Semanas depois, quando as férias chegaram, eu estava entrando em um acampamento de semi-deuses, mesmo acreditando não ter nada de especial. Demetér, EU era filha da deusa Demetér! Era insano, completamente estranho e absurdo, porém real. Quando disse que estava pronta para me adaptar a um novo ambiente, não tinha noção de que a minha “nova história” e o meu “lugar desconhecido” fosse parte de um universo paralelo. Eu me encontrava brava, atormentada e vivia em estado de choque e não conformação, sentia-me enganada, como se minha vida inteira tivesse sido uma mentira, como se tivessem escondido de mim as minhas verdadeiras origens.

O primeiro ano no acampamento foi difícil, eu me sentia deslocada, uma perdida. Tinha certo acanhamento em me aproximar das pessoas e me assustava com suas demonstrações de habilidades e suas lutas agressivas. Contudo, encontrei um elo, alguém que me ajudou com todas essas coisas... Peter Stocker se tornou meu melhor amigo desde então e éramos como unha e carne, sempre juntos.

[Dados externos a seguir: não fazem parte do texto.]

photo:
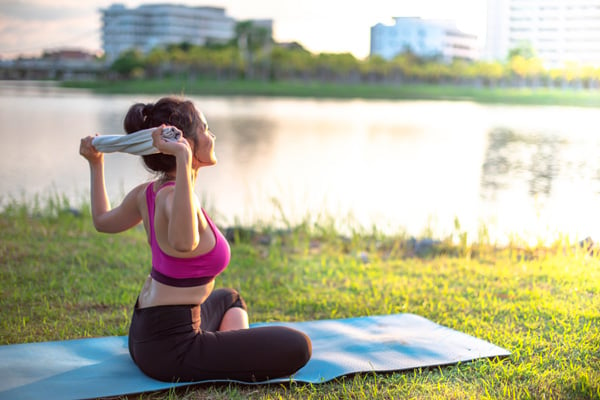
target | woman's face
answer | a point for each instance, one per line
(205, 148)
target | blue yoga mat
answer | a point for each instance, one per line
(100, 367)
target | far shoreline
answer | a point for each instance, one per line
(542, 96)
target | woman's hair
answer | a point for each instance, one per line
(169, 111)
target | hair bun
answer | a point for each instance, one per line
(147, 110)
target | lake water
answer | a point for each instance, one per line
(404, 166)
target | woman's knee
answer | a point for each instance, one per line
(231, 298)
(298, 346)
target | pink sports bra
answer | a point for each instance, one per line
(185, 272)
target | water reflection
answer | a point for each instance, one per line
(401, 166)
(511, 157)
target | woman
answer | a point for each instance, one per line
(182, 329)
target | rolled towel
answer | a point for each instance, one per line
(138, 143)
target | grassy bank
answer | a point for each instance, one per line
(539, 96)
(62, 280)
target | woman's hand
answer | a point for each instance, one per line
(89, 152)
(172, 147)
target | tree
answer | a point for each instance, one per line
(253, 41)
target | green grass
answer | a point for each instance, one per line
(62, 280)
(538, 96)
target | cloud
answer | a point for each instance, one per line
(28, 11)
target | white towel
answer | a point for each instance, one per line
(138, 143)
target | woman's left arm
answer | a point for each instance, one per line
(108, 220)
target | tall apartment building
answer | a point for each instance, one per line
(559, 31)
(425, 38)
(152, 25)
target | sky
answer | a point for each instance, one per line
(28, 27)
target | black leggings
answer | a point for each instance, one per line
(181, 343)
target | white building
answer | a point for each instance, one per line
(560, 31)
(152, 25)
(425, 38)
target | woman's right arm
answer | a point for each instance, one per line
(108, 220)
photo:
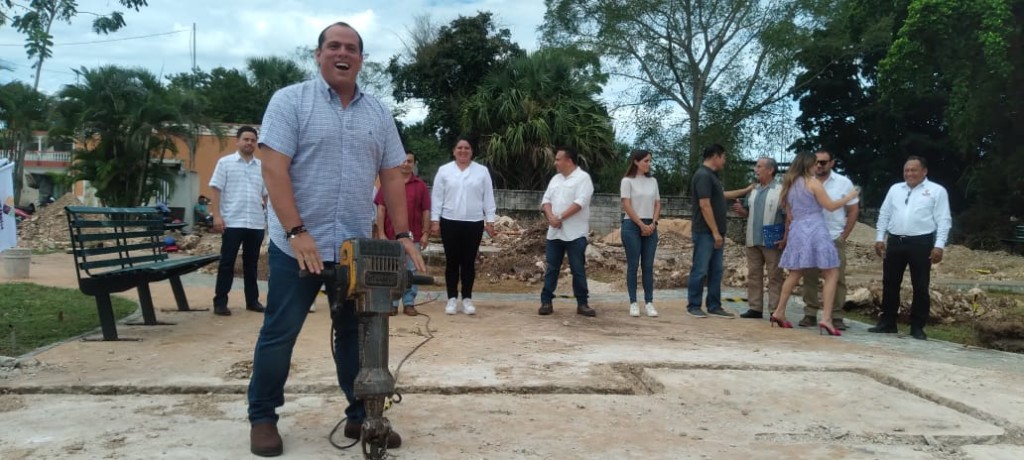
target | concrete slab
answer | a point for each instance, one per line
(434, 426)
(996, 452)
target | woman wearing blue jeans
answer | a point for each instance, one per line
(641, 206)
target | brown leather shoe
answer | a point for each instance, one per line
(354, 431)
(264, 440)
(586, 310)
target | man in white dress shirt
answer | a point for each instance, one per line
(915, 214)
(841, 223)
(239, 212)
(566, 206)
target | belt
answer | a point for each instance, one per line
(929, 238)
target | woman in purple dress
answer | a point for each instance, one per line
(807, 243)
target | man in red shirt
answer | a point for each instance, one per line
(418, 205)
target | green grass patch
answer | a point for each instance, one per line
(33, 316)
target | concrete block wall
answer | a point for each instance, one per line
(605, 212)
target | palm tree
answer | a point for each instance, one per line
(126, 124)
(534, 105)
(23, 110)
(271, 73)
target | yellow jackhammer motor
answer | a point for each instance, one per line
(373, 274)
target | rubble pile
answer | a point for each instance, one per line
(948, 305)
(47, 228)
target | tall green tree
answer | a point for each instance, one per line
(839, 98)
(34, 19)
(722, 63)
(446, 72)
(125, 123)
(268, 74)
(23, 110)
(972, 52)
(535, 103)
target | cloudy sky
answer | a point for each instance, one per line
(230, 31)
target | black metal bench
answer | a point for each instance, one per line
(1017, 240)
(117, 249)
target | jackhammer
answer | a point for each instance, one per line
(373, 274)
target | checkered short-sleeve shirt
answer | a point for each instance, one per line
(336, 154)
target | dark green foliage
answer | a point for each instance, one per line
(449, 70)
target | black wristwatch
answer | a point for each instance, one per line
(295, 232)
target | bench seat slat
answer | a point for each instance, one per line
(180, 262)
(107, 223)
(132, 261)
(119, 236)
(147, 246)
(97, 210)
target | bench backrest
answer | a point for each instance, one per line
(114, 239)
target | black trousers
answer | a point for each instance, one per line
(900, 252)
(462, 243)
(249, 240)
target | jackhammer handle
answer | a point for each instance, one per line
(423, 280)
(327, 273)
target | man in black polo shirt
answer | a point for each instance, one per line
(709, 234)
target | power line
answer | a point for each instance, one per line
(107, 41)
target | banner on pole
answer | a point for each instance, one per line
(8, 234)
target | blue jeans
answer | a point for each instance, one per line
(708, 264)
(639, 251)
(554, 252)
(288, 303)
(249, 240)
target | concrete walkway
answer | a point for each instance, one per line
(508, 384)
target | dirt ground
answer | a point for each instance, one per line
(513, 261)
(509, 384)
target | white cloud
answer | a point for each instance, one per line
(230, 31)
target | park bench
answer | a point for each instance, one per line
(1018, 238)
(117, 249)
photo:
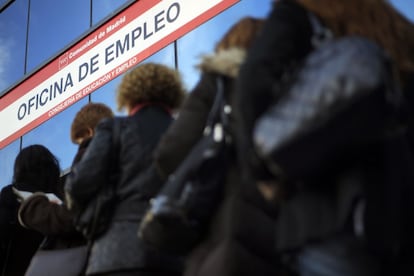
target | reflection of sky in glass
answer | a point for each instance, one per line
(56, 24)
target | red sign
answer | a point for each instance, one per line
(122, 42)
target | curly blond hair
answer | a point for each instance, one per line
(150, 82)
(87, 118)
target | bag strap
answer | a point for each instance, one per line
(218, 118)
(207, 146)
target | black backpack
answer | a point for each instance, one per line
(179, 214)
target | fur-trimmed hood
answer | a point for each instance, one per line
(226, 62)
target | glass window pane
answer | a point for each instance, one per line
(13, 23)
(54, 25)
(105, 8)
(203, 39)
(106, 94)
(7, 156)
(55, 135)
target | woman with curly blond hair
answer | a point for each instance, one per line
(149, 93)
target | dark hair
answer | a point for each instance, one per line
(36, 166)
(87, 118)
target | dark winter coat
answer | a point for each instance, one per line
(18, 244)
(323, 191)
(52, 220)
(238, 237)
(120, 248)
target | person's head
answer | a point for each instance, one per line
(150, 83)
(241, 34)
(375, 19)
(37, 166)
(87, 118)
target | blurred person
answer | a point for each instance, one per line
(236, 241)
(53, 220)
(149, 93)
(84, 124)
(306, 223)
(35, 170)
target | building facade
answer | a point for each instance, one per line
(35, 35)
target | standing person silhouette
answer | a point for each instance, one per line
(318, 165)
(35, 170)
(149, 93)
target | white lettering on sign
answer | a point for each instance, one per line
(121, 43)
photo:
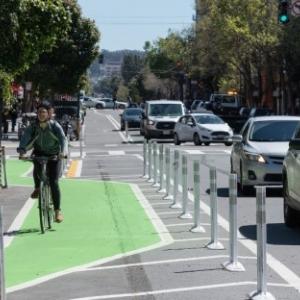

Digamos que me adaptei, conformei-me. Aprendi a lutar, a escalar, a correr, nadar, desenhar e a amar. Amar Peter, por assim dizer. Apaixonei-me pelo meu melhor amigo, mas nunca tive coragem de lhe dizer por questões obvias, não queria correr o risco de afastá-lo. Passou quatro anos desde que o sátiro me abordou na rua, quatro anos de acampamento, quatro anos de amor pelo mesmo garoto. Amor que, agora, estava ameaçado. Uma novata, Wendy, da mesma idade que eu e que inclusive ajudei a “recrutá-la” em uma missão, estava se arrastando para o meu Peter... E eu estou prestes a perdê-lo se não contar o que sinto logo de uma vez. Mas também posso perdê-lo se contar, o que me remete a um impasse.